雨の日にだけ差出し人を限定せずに書いた手紙をまとめたものだ。秋山ちえ子さんは,昨年までラジオ番組『秋山ちえ子の談話室』を45年間も続けた評論家である。現在も毎週日曜日『秋山ちえ子の日曜談話室』でパーソナリティをつとめている。
この本は1986年に刊行された本の文庫化で内容的には日航機墜落事故など古いものばかりである。毎年8月に戦争についての発言を地味ながら続けている。この本の中でも戦争に直接触れないまでも,中曽根首相(当時)の靖国神社公式参拝に対する素直な批判を述べている。
彼女は旅行について,「かけ回る」見物的要素をなるべく排除し,ぶらっと「立ちどまる」ゆったりとした要素を重要視する。私も明日行く先も知れない気ままな旅が好きである。

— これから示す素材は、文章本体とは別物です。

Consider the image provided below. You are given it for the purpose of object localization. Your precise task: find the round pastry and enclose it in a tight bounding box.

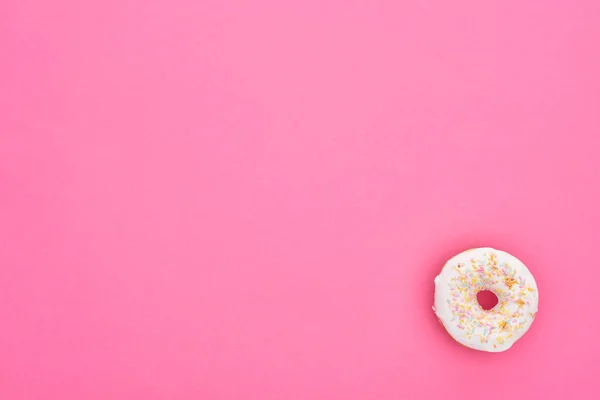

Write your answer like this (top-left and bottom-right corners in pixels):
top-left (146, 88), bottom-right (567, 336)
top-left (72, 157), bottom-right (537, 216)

top-left (433, 247), bottom-right (539, 352)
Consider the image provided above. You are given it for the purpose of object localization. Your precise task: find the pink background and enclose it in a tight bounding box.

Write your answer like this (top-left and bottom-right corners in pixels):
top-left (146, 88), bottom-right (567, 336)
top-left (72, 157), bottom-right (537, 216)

top-left (1, 1), bottom-right (599, 399)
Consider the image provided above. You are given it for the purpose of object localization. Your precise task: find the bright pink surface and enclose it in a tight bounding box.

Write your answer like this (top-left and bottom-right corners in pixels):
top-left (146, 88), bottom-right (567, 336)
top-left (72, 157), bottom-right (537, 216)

top-left (1, 1), bottom-right (599, 399)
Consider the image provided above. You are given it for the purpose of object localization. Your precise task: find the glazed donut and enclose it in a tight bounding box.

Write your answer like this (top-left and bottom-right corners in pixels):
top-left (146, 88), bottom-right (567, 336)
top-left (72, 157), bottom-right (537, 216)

top-left (433, 248), bottom-right (539, 352)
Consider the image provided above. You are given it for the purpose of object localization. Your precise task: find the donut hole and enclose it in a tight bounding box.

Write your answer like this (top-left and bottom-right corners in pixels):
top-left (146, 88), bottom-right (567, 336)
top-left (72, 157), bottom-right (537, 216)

top-left (477, 290), bottom-right (499, 310)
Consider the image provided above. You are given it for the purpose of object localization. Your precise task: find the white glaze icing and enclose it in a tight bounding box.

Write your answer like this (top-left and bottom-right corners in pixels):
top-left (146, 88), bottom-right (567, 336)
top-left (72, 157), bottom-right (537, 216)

top-left (434, 248), bottom-right (539, 352)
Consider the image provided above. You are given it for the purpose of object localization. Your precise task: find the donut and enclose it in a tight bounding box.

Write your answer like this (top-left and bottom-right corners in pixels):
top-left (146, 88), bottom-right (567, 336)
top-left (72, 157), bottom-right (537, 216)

top-left (433, 248), bottom-right (539, 352)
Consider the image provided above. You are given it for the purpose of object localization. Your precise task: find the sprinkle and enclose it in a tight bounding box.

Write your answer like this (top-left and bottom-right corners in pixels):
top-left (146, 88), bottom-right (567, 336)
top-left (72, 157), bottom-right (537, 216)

top-left (504, 277), bottom-right (518, 289)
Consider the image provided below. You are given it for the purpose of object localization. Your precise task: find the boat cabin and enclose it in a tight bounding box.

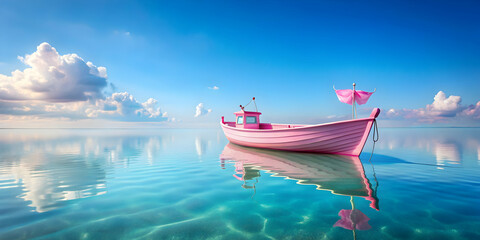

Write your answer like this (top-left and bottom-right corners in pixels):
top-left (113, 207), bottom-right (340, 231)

top-left (233, 110), bottom-right (261, 129)
top-left (221, 110), bottom-right (304, 130)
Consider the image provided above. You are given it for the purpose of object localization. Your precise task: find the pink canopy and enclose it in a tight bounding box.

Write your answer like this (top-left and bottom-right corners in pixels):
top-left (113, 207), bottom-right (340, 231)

top-left (335, 89), bottom-right (374, 105)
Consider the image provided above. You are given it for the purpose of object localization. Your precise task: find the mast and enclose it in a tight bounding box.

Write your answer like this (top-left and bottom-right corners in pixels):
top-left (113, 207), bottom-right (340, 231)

top-left (352, 83), bottom-right (356, 119)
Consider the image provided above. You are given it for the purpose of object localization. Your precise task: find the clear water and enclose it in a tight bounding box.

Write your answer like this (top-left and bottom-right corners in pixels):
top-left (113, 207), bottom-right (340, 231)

top-left (0, 128), bottom-right (479, 240)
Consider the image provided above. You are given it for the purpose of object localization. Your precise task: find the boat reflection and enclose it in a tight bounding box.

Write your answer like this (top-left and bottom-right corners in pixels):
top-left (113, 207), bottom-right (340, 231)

top-left (220, 143), bottom-right (379, 211)
top-left (220, 143), bottom-right (379, 239)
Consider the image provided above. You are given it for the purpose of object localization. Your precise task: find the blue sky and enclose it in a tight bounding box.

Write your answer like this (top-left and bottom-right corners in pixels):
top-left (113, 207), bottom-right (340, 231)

top-left (0, 0), bottom-right (479, 127)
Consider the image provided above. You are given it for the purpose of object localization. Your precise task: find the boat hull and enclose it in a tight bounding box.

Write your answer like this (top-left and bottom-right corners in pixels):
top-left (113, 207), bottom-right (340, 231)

top-left (221, 108), bottom-right (380, 156)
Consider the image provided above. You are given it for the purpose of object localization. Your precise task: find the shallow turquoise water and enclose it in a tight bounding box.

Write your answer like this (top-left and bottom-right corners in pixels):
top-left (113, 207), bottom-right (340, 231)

top-left (0, 128), bottom-right (479, 239)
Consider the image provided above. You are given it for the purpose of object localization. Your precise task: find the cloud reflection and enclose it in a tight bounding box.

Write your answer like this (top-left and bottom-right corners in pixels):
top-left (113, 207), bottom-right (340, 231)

top-left (0, 130), bottom-right (166, 212)
top-left (434, 142), bottom-right (461, 166)
top-left (375, 128), bottom-right (480, 166)
top-left (11, 157), bottom-right (107, 212)
top-left (478, 146), bottom-right (480, 162)
top-left (195, 136), bottom-right (206, 157)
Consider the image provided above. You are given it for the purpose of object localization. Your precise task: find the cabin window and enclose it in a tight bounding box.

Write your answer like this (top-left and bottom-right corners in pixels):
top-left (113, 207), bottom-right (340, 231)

top-left (236, 116), bottom-right (244, 124)
top-left (246, 116), bottom-right (257, 124)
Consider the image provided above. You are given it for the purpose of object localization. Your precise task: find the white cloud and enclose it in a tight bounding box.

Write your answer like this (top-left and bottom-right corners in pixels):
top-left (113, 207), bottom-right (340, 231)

top-left (384, 91), bottom-right (479, 124)
top-left (0, 42), bottom-right (167, 122)
top-left (194, 103), bottom-right (212, 117)
top-left (426, 91), bottom-right (462, 117)
top-left (463, 101), bottom-right (480, 119)
top-left (113, 30), bottom-right (131, 37)
top-left (85, 92), bottom-right (166, 121)
top-left (1, 42), bottom-right (107, 102)
top-left (208, 86), bottom-right (219, 90)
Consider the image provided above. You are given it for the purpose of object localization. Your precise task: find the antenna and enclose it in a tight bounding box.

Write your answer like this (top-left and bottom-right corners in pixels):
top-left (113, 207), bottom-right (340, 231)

top-left (242, 97), bottom-right (258, 112)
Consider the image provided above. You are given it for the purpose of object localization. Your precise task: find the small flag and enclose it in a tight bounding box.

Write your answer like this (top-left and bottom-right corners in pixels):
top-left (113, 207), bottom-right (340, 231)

top-left (335, 89), bottom-right (374, 105)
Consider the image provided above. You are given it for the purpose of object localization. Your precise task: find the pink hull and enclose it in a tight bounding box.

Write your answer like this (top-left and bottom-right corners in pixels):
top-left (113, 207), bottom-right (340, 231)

top-left (221, 108), bottom-right (380, 156)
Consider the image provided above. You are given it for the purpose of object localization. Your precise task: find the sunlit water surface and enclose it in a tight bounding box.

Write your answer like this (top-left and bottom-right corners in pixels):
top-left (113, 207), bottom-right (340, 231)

top-left (0, 128), bottom-right (479, 239)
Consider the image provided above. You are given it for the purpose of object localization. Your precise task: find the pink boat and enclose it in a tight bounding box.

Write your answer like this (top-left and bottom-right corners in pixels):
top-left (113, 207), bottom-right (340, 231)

top-left (220, 108), bottom-right (380, 156)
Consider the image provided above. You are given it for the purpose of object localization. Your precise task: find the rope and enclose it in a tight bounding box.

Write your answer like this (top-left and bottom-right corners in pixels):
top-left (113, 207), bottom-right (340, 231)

top-left (368, 120), bottom-right (379, 169)
top-left (367, 119), bottom-right (379, 208)
top-left (367, 120), bottom-right (379, 164)
top-left (372, 119), bottom-right (379, 143)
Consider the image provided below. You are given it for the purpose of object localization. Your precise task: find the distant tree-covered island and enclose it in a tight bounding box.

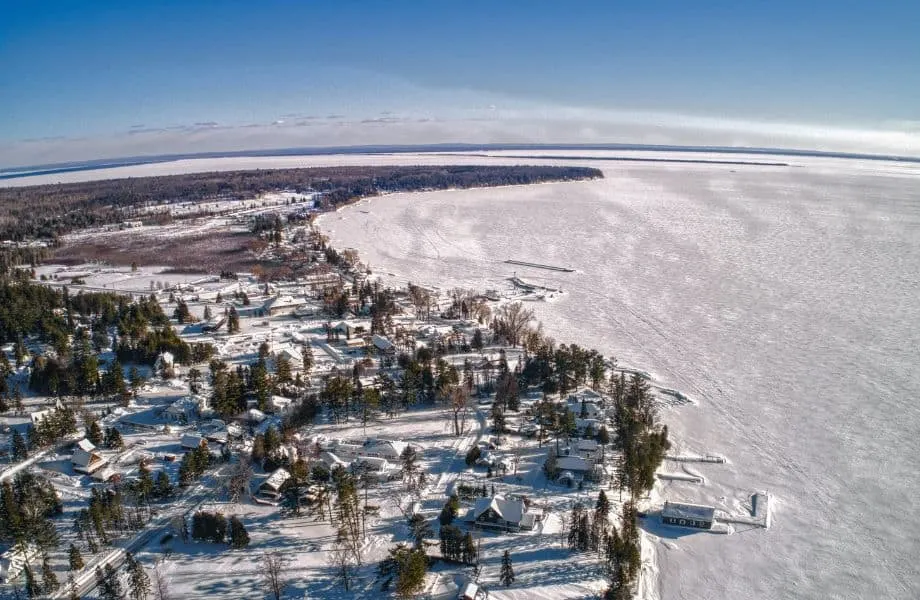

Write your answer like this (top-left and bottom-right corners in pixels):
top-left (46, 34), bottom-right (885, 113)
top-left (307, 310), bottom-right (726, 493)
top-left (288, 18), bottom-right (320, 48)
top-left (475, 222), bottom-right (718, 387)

top-left (0, 165), bottom-right (603, 242)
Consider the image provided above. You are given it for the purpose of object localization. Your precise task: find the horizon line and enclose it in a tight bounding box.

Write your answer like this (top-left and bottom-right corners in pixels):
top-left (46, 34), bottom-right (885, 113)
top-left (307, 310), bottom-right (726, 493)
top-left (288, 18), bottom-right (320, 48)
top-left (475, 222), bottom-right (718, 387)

仕事をしていて行きどまりの道に入りこんだような時,立ちどまってひと息つくと,もっと他に道があることや,引き返すことも出来ることに気がつく。目的地に向かってせっせと歩いている時,ふと立ちどまって顔をあげると,空全体が夕焼けの空に染まり,それが白い壁や窓ガラスに妖しい美しさを添えているのが見える。そんな時の心のふくらみもいいものだ。腹が立った時,目をそらせて深い呼吸をすることで,いつまでも悔いを残すようなことを口に出さないですむ。